Another reason this whole problem is snowballing day by day, week by week, month by month, year by year into a bigger and bigger problem is the fact that the computer hardware and software has gotten so much better.

I can recall, perhaps 10 years ago, when the Rolling Stones announced that they were going to do the very first concert on the web. Nobody had done it before. That was in the days when the cameras were operating at 15 frames per second. We all remember those images being choppy. It was certainly in its infancy. The Internet was very slow in those days. We did not have the gigabit ethernet pipes we have today.

What has happened is that today we have a much more technologically advanced system that is designed perfectly for these criminal elements to take advantage of. Taking advantage of it they are.

Governments are sitting around, basically proroguing Parliament every year. We are thrown a bill that is really non-controversial in the sense that just about everyone agrees with the bill.

We passed pardon legislation dealing with the Karla Homolka situation in June in literally a day and a half. If the government really wants to accomplish something here and get the bill through, it only has to sit down with the House leaders and make an arrangement to sit for perhaps a few hours extra in the evening, given that there is not a lot of disagreement about how important the bill is and how it should be passed and put into effect to deal with the issues.

Any person may inform an ISP or other person providing Internet services that a web page, host page, Facebook page, or e-mail appears to contain child pornography. The ISP or other person providing Internet services must then report the address of the site, page or e-mail in question as soon as possible to an organization designated by the federal government.

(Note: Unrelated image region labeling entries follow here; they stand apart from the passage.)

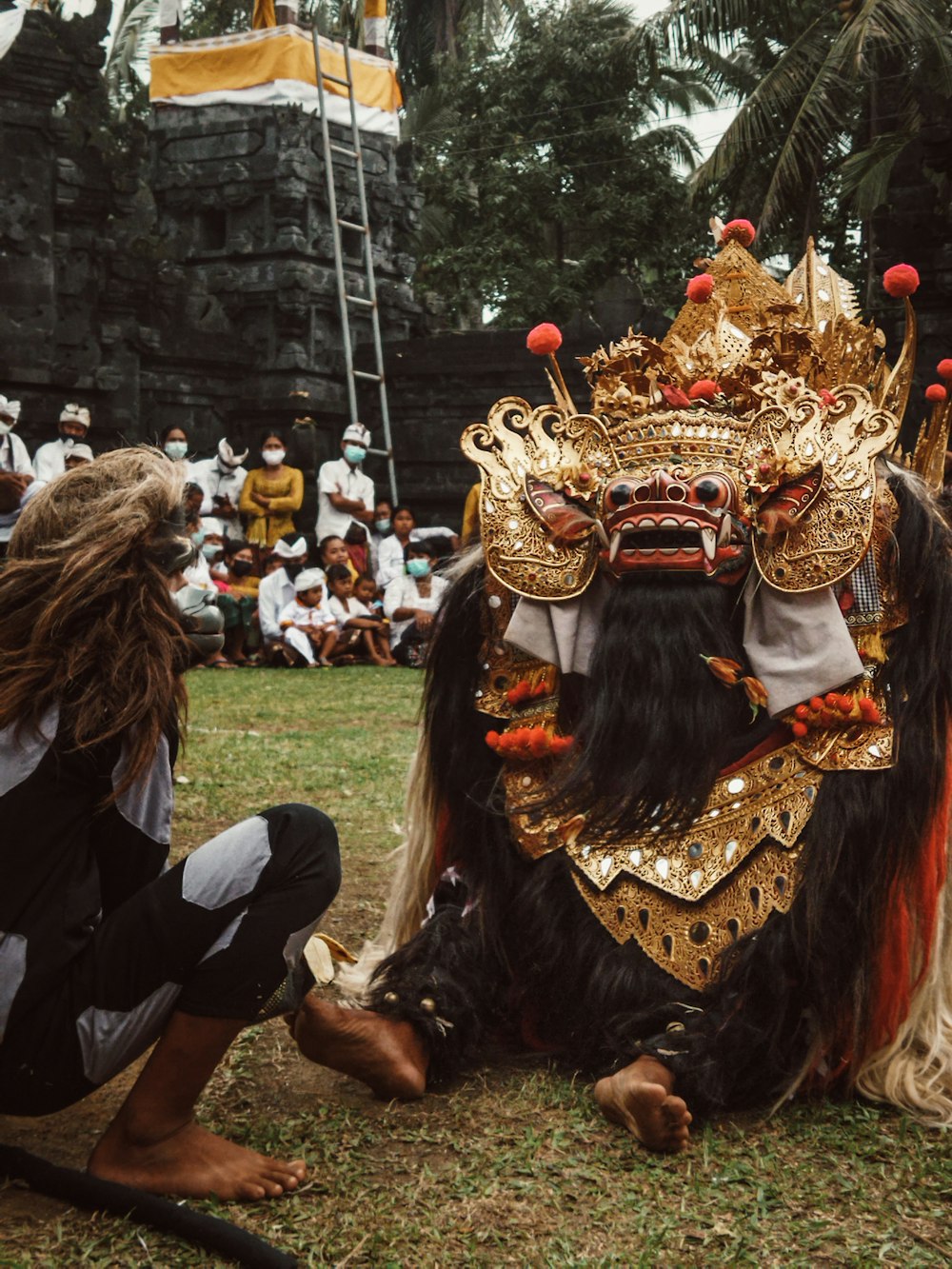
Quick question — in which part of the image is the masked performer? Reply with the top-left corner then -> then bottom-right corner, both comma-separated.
289,222 -> 952,1150
0,449 -> 340,1200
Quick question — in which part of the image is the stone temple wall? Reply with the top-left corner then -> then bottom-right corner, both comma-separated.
0,12 -> 419,523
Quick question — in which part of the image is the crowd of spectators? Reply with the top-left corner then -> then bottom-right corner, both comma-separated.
0,396 -> 460,670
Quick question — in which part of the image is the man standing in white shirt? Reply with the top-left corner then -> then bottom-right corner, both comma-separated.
191,437 -> 248,523
0,396 -> 38,560
317,423 -> 373,542
33,401 -> 92,481
258,533 -> 324,648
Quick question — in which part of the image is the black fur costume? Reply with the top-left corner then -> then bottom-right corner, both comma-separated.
358,239 -> 952,1123
370,476 -> 952,1112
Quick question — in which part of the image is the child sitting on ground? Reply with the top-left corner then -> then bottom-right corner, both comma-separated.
354,572 -> 389,625
278,568 -> 338,668
327,564 -> 396,664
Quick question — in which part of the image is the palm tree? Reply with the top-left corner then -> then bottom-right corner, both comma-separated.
664,0 -> 952,237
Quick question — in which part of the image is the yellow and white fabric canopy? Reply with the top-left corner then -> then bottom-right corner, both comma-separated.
149,27 -> 401,137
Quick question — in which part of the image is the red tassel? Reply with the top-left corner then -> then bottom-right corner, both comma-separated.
868,765 -> 952,1052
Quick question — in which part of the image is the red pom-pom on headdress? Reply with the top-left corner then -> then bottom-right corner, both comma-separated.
721,221 -> 757,247
685,273 -> 713,305
883,264 -> 919,300
526,321 -> 563,357
688,380 -> 721,401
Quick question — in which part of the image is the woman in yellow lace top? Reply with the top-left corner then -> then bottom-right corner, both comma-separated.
239,431 -> 305,547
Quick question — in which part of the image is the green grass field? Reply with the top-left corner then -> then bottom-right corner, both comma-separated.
0,667 -> 952,1266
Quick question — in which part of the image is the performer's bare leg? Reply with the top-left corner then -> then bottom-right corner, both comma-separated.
88,1013 -> 306,1200
595,1057 -> 692,1154
288,994 -> 427,1100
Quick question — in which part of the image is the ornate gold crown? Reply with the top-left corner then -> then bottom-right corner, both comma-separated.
462,241 -> 949,601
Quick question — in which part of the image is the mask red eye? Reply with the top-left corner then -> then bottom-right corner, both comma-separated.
690,473 -> 734,507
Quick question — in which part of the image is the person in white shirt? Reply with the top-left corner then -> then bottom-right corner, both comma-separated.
327,564 -> 397,664
317,423 -> 373,542
384,541 -> 449,666
278,568 -> 339,668
33,401 -> 92,483
0,396 -> 41,559
66,442 -> 95,472
258,533 -> 324,652
374,506 -> 460,590
191,437 -> 248,520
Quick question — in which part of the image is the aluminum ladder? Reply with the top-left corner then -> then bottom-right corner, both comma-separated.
311,24 -> 397,506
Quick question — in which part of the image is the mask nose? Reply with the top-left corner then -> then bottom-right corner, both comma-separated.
645,467 -> 688,503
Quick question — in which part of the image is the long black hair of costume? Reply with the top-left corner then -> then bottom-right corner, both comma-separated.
541,575 -> 757,840
680,469 -> 952,1104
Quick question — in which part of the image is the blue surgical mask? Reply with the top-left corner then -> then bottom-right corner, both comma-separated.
407,557 -> 430,578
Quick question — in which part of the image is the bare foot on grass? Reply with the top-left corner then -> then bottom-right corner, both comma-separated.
288,995 -> 426,1100
87,1120 -> 307,1200
595,1057 -> 692,1154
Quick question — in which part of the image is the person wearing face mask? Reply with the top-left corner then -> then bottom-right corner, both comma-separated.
212,538 -> 260,666
257,530 -> 324,656
384,541 -> 449,667
374,504 -> 460,590
239,431 -> 305,548
367,498 -> 393,578
317,423 -> 374,542
0,396 -> 39,560
191,437 -> 248,525
159,423 -> 194,480
33,401 -> 92,481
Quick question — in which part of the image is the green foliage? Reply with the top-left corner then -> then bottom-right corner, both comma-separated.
182,0 -> 254,39
407,0 -> 712,327
664,0 -> 952,251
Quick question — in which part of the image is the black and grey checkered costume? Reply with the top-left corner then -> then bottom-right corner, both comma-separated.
0,709 -> 340,1116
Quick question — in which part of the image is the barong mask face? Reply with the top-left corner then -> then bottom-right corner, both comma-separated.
462,241 -> 929,601
462,233 -> 949,987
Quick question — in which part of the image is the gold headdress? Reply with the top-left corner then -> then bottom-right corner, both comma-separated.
462,241 -> 949,601
462,241 -> 949,987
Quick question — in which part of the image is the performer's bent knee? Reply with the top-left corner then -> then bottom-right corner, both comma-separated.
260,802 -> 340,907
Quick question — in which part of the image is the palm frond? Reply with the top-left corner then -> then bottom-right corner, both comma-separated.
839,129 -> 915,220
637,123 -> 701,168
106,0 -> 159,96
694,11 -> 827,188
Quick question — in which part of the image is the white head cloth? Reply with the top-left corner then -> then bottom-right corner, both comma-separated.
342,423 -> 370,449
274,534 -> 307,560
294,568 -> 325,593
60,401 -> 92,429
0,396 -> 20,424
218,437 -> 248,467
506,568 -> 863,717
744,568 -> 863,718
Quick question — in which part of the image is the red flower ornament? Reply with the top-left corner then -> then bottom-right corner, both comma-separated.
526,321 -> 563,357
721,221 -> 757,247
883,264 -> 919,300
685,273 -> 713,305
688,380 -> 721,401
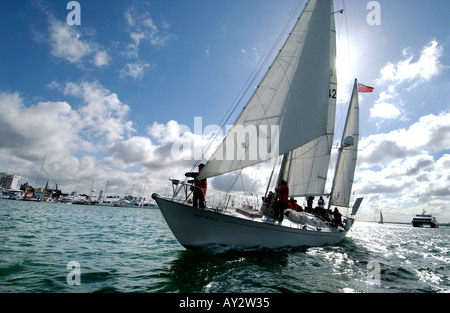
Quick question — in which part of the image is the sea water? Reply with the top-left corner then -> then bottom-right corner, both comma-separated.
0,199 -> 450,293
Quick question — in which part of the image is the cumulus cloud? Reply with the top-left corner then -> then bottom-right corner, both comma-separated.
370,40 -> 446,119
48,16 -> 111,67
120,60 -> 150,80
124,7 -> 173,58
64,82 -> 134,143
354,112 -> 450,221
358,113 -> 450,167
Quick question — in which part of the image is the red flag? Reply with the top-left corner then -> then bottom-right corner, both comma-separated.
358,84 -> 374,92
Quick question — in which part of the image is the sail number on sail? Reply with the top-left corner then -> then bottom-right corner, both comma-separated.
330,89 -> 337,99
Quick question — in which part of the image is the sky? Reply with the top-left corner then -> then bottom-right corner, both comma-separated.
0,0 -> 450,222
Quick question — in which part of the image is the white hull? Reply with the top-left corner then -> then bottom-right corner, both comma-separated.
152,194 -> 347,249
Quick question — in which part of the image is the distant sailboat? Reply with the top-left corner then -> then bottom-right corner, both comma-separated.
152,0 -> 362,248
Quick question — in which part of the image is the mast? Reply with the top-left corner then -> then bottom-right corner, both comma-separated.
328,79 -> 359,208
199,0 -> 335,179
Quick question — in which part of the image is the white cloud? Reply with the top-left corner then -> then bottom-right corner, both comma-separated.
64,82 -> 134,143
370,40 -> 446,120
354,112 -> 450,221
378,40 -> 444,88
370,102 -> 401,118
120,60 -> 150,80
124,7 -> 173,58
49,17 -> 110,67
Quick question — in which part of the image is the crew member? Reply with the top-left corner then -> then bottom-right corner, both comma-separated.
274,180 -> 289,222
185,163 -> 208,209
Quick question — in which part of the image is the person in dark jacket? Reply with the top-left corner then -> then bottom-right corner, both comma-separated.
274,180 -> 289,222
185,163 -> 208,209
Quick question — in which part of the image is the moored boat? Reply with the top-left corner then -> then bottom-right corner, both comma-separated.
411,210 -> 439,228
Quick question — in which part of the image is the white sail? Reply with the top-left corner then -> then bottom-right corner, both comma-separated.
283,4 -> 337,197
330,80 -> 359,207
200,0 -> 335,178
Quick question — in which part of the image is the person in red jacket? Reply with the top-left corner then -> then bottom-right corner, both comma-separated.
185,163 -> 208,209
274,180 -> 289,222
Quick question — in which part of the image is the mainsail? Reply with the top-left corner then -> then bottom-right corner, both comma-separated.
199,0 -> 336,180
283,4 -> 337,197
330,80 -> 359,207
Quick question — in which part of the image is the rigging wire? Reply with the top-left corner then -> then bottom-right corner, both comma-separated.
200,0 -> 306,165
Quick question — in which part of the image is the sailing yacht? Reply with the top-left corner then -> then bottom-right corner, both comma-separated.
152,0 -> 362,249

For example, under Manitoba law, the designated organization is the national reporting agency Cybertip.ca. I want to say that Cybertip.ca has played a very important role in this whole process so far.

After being notified by a member of the public or an agency that child pornography may appear through the Internet services it provides, the ISP or other person providing the Internet services may have reasonable grounds to believe that child pornography is being transmitted through its services. It may also reach this conclusion on its own. When this is the case, the ISP or person providing the Internet services must notify the police as soon as possible.

I am running out of time, but I want to deal with a couple of other issues. There is a provision in the bill that the police must keep the computer data related to the child pornography offence for 21 days. Several people have questioned whether 21 days is appropriate. It seems not only to me but to a number of other people that 21 days may be too short a period for that to properly happen.

I also dealt with the offences. In terms of individuals, the fine is $1,000 for the first offence, $5,000 for a second and a maximum of $10,000 or six months for a third.

For corporations, the criminals who are running these sites, it is only $10,000 for the first offence, $50,000 for a second and $100,000 for a third, which is no more than the cost of doing business.